The rats ran away spreading panic like plague, and while some tried to take advantage of the confusion to steal others food, when the vibration kept on shaking the ground around them and stalactites fell like fringe hail exploding into thousands projectiles, they began to fear.
It took some time for the dust and noise to settle down, long after the vibration had ceased. All the inhabitants of the doline had gathered on the edge of the entrance, not knowing if it was safe to go back home.
Hugo the Gecko wondered like many of the others.
What just happened? What if it happened again? Somebody had to volunteer to go see what it was that made that noise.
But no one came forth, all too shocked by the recent events. You could even hear some calling their families or friends.

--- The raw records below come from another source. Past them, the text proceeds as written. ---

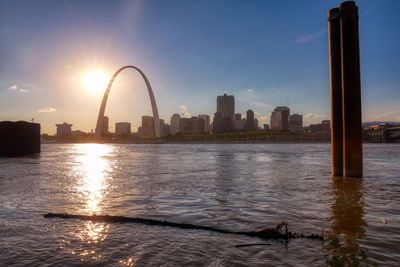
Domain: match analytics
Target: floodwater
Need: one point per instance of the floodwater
(240, 187)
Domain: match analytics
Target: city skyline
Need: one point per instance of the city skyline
(187, 61)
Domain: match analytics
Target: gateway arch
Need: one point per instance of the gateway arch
(99, 125)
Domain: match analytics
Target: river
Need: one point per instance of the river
(242, 187)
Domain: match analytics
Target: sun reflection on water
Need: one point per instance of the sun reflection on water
(93, 169)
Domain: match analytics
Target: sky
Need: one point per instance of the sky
(265, 53)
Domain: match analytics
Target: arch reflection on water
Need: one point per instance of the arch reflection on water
(93, 170)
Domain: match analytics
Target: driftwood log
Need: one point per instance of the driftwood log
(268, 233)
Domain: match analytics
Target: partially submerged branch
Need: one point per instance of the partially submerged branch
(267, 233)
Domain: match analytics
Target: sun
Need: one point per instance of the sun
(95, 81)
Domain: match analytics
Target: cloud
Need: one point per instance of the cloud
(372, 8)
(250, 97)
(309, 37)
(312, 116)
(16, 88)
(46, 110)
(184, 112)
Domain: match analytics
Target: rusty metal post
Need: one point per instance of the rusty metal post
(336, 91)
(351, 90)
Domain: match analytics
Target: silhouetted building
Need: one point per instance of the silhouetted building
(175, 123)
(161, 127)
(78, 133)
(104, 130)
(224, 117)
(382, 133)
(122, 128)
(250, 123)
(296, 123)
(280, 119)
(63, 129)
(166, 129)
(240, 125)
(206, 119)
(185, 125)
(326, 126)
(19, 138)
(147, 128)
(193, 125)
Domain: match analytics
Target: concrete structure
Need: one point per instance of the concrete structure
(382, 133)
(185, 125)
(280, 119)
(99, 125)
(224, 117)
(19, 138)
(64, 129)
(326, 126)
(166, 129)
(206, 119)
(105, 125)
(240, 125)
(250, 122)
(78, 133)
(122, 128)
(147, 128)
(193, 125)
(296, 123)
(175, 123)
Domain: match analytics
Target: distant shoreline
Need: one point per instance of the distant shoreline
(204, 142)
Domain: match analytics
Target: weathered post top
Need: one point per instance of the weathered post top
(344, 60)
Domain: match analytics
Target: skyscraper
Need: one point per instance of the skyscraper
(147, 128)
(224, 117)
(104, 130)
(175, 123)
(122, 128)
(206, 119)
(250, 123)
(296, 123)
(280, 119)
(63, 129)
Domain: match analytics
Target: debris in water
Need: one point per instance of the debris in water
(267, 233)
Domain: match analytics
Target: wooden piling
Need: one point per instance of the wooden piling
(351, 90)
(336, 91)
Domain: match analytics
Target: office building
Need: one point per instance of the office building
(147, 128)
(104, 130)
(250, 124)
(296, 123)
(63, 129)
(193, 125)
(122, 128)
(175, 123)
(224, 117)
(206, 119)
(280, 119)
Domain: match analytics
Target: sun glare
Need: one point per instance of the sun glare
(95, 81)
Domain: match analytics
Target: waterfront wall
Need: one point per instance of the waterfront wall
(19, 138)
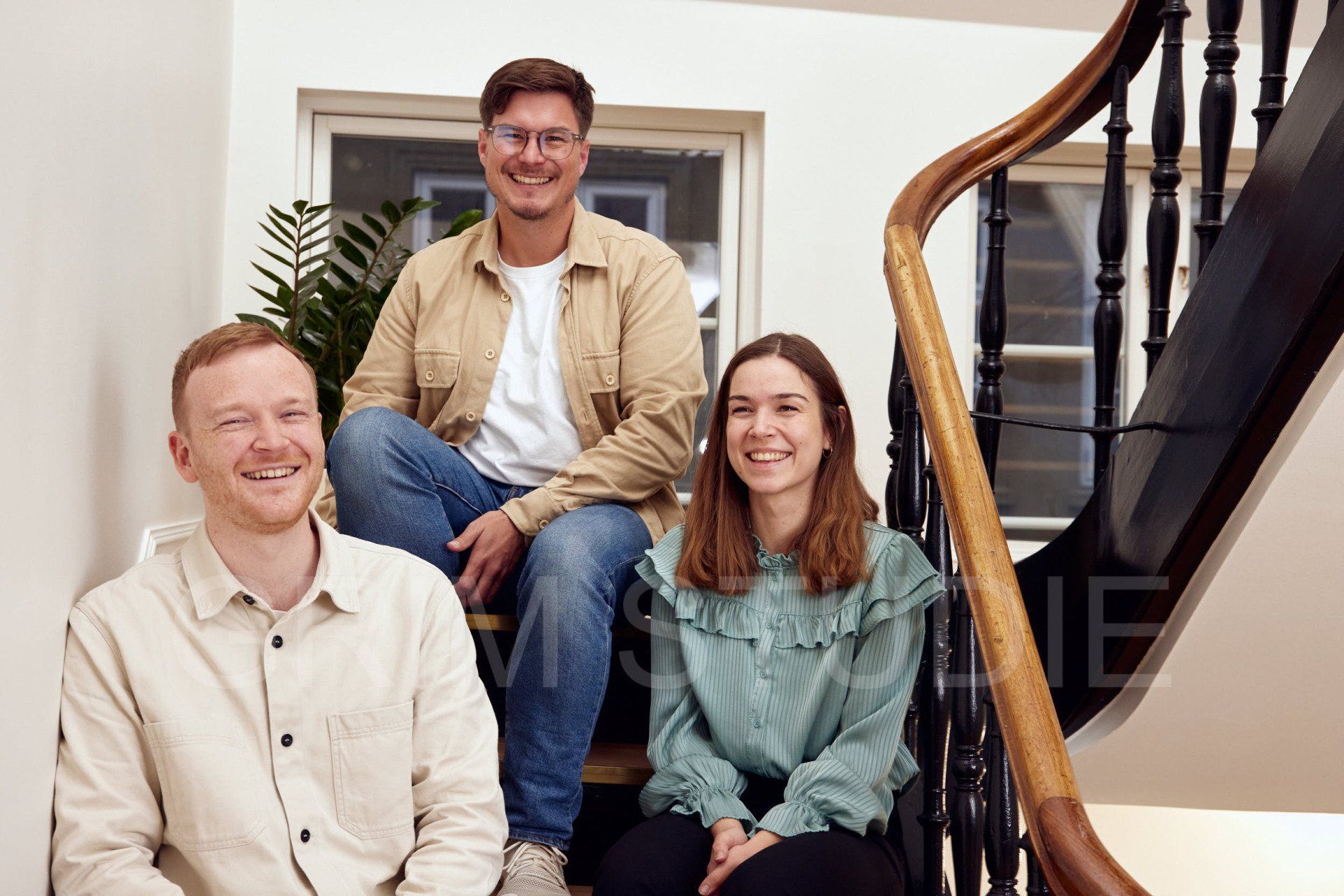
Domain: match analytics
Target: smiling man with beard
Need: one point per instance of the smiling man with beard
(276, 708)
(523, 409)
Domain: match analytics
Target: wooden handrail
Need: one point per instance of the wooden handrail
(1074, 860)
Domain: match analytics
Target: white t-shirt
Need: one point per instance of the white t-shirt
(527, 431)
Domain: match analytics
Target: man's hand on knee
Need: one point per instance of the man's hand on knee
(496, 546)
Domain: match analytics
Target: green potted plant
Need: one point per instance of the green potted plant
(327, 290)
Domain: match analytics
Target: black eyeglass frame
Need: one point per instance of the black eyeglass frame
(577, 137)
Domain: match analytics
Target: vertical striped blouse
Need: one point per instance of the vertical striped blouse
(811, 690)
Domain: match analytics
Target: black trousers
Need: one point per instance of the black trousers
(668, 853)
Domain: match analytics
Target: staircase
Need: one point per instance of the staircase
(1265, 312)
(1268, 307)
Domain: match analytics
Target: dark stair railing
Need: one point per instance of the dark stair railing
(1161, 492)
(1268, 307)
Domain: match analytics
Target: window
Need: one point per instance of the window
(680, 186)
(1046, 477)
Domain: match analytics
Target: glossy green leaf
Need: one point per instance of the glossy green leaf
(374, 225)
(284, 241)
(274, 279)
(470, 218)
(288, 219)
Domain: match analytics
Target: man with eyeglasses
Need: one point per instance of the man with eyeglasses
(524, 406)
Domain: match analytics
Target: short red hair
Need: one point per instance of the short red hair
(217, 343)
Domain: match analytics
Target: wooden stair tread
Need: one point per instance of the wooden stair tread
(612, 763)
(477, 621)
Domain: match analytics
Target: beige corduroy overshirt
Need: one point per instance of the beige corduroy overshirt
(629, 354)
(211, 746)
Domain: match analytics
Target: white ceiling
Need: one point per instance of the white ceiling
(1073, 15)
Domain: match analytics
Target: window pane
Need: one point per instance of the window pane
(1050, 264)
(672, 194)
(1046, 472)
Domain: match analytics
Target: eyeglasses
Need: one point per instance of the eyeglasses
(554, 143)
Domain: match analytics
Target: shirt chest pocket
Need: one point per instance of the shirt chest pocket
(209, 783)
(436, 372)
(371, 769)
(436, 367)
(603, 381)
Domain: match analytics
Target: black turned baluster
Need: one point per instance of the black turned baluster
(1163, 213)
(968, 762)
(910, 485)
(1276, 31)
(1002, 837)
(934, 708)
(1002, 820)
(897, 421)
(1037, 884)
(1109, 318)
(1217, 113)
(993, 324)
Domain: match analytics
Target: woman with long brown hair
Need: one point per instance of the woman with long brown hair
(787, 636)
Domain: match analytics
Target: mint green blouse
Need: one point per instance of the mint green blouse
(790, 685)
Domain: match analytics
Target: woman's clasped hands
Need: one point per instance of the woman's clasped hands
(732, 846)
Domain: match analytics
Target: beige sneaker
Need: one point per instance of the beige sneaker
(533, 869)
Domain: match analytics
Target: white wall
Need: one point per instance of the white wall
(914, 89)
(1202, 852)
(113, 147)
(120, 125)
(914, 86)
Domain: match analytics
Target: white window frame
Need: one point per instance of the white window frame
(315, 172)
(1085, 164)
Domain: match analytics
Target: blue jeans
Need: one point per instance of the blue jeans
(398, 484)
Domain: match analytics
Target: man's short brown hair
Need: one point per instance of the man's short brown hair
(538, 76)
(219, 342)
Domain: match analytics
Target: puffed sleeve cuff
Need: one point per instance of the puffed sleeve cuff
(705, 786)
(713, 805)
(790, 818)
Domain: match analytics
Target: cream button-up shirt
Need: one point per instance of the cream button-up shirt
(214, 746)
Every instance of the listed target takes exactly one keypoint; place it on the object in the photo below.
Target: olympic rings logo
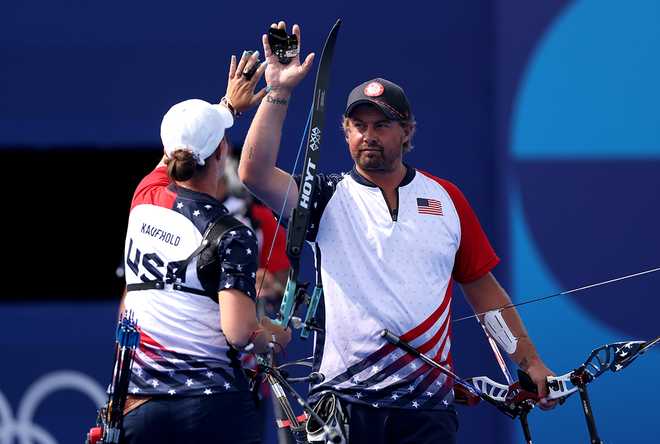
(22, 428)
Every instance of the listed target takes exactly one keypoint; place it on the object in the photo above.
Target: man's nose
(369, 134)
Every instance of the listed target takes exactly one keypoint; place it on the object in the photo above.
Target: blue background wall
(543, 112)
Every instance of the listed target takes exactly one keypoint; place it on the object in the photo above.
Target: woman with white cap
(190, 275)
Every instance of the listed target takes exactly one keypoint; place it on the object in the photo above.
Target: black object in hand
(283, 45)
(250, 72)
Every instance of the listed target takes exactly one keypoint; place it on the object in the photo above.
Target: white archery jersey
(182, 348)
(385, 270)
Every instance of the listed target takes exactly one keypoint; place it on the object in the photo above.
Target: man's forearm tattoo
(276, 100)
(524, 364)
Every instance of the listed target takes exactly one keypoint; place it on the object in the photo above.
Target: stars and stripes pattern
(390, 377)
(158, 371)
(429, 206)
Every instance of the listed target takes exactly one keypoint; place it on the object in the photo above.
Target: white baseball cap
(196, 126)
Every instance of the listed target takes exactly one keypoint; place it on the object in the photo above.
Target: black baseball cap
(384, 95)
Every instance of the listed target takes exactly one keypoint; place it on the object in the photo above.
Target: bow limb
(299, 221)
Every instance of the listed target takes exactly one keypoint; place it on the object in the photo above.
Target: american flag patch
(429, 206)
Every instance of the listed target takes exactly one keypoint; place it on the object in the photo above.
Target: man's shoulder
(445, 183)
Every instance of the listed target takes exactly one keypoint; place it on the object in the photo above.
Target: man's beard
(374, 159)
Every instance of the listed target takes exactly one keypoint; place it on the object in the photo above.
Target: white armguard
(497, 329)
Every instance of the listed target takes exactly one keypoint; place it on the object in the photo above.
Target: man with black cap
(392, 240)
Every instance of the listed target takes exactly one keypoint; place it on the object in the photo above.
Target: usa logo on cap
(374, 89)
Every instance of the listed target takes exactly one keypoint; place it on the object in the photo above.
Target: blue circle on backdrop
(586, 154)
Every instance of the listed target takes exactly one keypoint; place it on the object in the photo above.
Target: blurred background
(544, 113)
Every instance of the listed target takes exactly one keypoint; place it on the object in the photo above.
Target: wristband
(225, 101)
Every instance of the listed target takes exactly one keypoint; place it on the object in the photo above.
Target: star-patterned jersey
(391, 269)
(183, 351)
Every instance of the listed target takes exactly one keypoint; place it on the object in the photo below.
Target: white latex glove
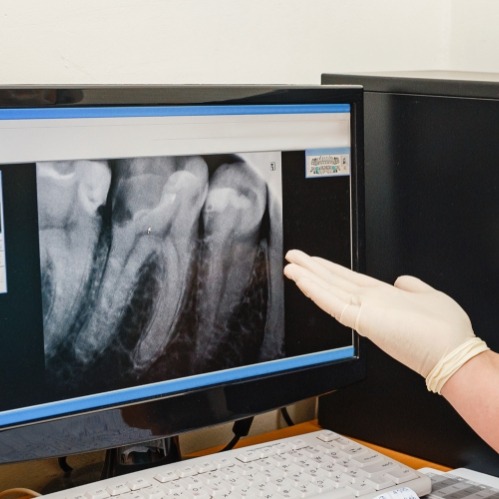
(414, 323)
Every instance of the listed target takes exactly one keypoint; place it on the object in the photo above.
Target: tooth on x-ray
(137, 253)
(69, 197)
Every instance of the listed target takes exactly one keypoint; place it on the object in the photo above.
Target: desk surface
(36, 475)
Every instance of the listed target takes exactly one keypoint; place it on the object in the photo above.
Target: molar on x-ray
(158, 267)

Hugo didn’t feel up to the task, he was too small and fragile. What if another of those big rocks fell on his soft and elastic body? It would explode like a water bomb. Except the puddle would be red. Yet, when he saw little Daisy desperately looking for her mother, something rose in him. Something he had never felt before. Some might call it courage, but Hugo didn’t have a name for it. All he knew was that he entered the doline and went down to the flat stone, calling his gecko friends on the way to follow him. Dragged along by that strange emotion that was moving their friend, they followed and listened to him when he gave them a few instructions. They resumed their place on the stone, except this time Hugo was at the center and began to draw something.
The inhabitants of the doline had looked not understanding what the geckoes were doing, calling them reckless idiots to venture back into the broken world. But they looked at the strange shapes appearing on the flat stone at the center of the doline.
Suddenly a voice came out of the crowd. “It’s me! I’m here!” she said and waved her little beetle legs. “Daisy, Mummy’s here!”
Then everybody wanted to pass a message and the geckoes felt they were making a difference.
Despite the agitation, Hugo kept wondering. What happened? Someone has to go and see.